Mosab’s heartfelt poems provide a peek into the lives of besieged people living inside Gaza who are again facing relentless Israeli bombings following the attacks. At least 14,000 Palestinians have been killed in Israeli attacks on Gaza since October 7 and more than 70 percent of Gaza’s inhabitants have been displaced as a result of a nonstop Israeli bombing campaign, according to Palestinian authorities. The death toll in Israel stands at around 1,200 as per Israeli authorities.
Last month, City Lights Books offered Mosab's book as a free digital download “as a gesture of love, a tribute to our dear friend, and in fervent hope for peace.” It is a collection that evokes the broken, traumatized childhood of children in Gaza who are exposed to, and struggle to process, extreme violence and the accompanying loss of lives in Gaza.
In one of the poems, he writes about his son, born in 2015, a year after the 2014 war:
Once he saw a swarm of clouds.
He shouted, “Dad, some bombs. Watch out.”

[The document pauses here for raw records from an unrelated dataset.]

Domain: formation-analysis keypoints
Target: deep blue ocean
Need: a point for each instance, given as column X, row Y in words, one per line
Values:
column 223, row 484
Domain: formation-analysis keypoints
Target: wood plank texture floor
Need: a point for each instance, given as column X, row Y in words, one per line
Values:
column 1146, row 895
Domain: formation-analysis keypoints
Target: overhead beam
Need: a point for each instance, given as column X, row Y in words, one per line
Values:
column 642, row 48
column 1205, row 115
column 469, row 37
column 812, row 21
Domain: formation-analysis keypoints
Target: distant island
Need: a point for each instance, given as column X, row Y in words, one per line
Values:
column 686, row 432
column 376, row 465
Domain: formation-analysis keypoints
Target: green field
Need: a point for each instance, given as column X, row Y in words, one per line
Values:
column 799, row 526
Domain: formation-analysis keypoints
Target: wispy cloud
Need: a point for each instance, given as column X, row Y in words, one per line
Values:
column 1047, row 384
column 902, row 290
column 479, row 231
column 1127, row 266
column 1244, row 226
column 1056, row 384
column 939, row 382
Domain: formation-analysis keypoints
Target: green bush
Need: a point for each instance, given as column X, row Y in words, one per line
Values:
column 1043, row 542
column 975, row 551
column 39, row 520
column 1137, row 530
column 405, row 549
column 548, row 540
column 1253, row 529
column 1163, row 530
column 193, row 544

He thought the clouds were bomb smoke.
Even the nature confuses us.
In another longer poem, A to Z of Palestine, he writes:
It wasn’t raining that day, but I took my umbrella anyway.
When an F-16 flew over the town, I opened my umbrella to hide.

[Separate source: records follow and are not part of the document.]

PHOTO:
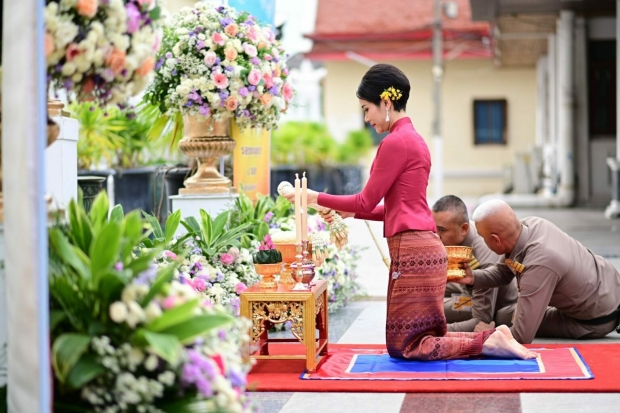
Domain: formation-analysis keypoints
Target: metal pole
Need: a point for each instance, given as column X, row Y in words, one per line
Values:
column 437, row 71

Kids thought I was a clown.
Some of the poems lament about the death of his near and dear ones. In one of the poems in the collection, he remembers his 4th grade teacher who was killed by a nail bomb used by Israelis.
As a child, I never knew
nails could kill people
I thought they were used in
construction
I was fooled.
Despite the violence and the pain and personal losses, Mosab’s poetry also evokes hope amidst hopelessness, and how people summon courage and resilience in the face of tragedies.
In Gaza, you can find a man planting a rose in the hollow space
of an unexploded tank shell, using it as a vase.
Mosab’s well-wishers, readers, and social media followers have been worried of late about his safety following intensified Israeli bombing inside Gaza. There were many days he wasn’t posting anything and there was no way to reach out to him after Israeli authorities cut down the electricity supply and enforced internet shutdown.
His occasional social media posts are brief but bleak, talking about the devastation, pain, and suffering he and his people have had to endure. Just a few days ago he posted on Instagram that he’s still alive. He also informed that a day ago he, his three-year-old son, and his brother-in-law survived death by chance when two bombs fell on a house just a hundred meters away from them.
“Rubble fell on us like a shower of rain,” he wrote, reading like a starting line of yet another grim poem from his besieged homeland. “This needs to stop!!!”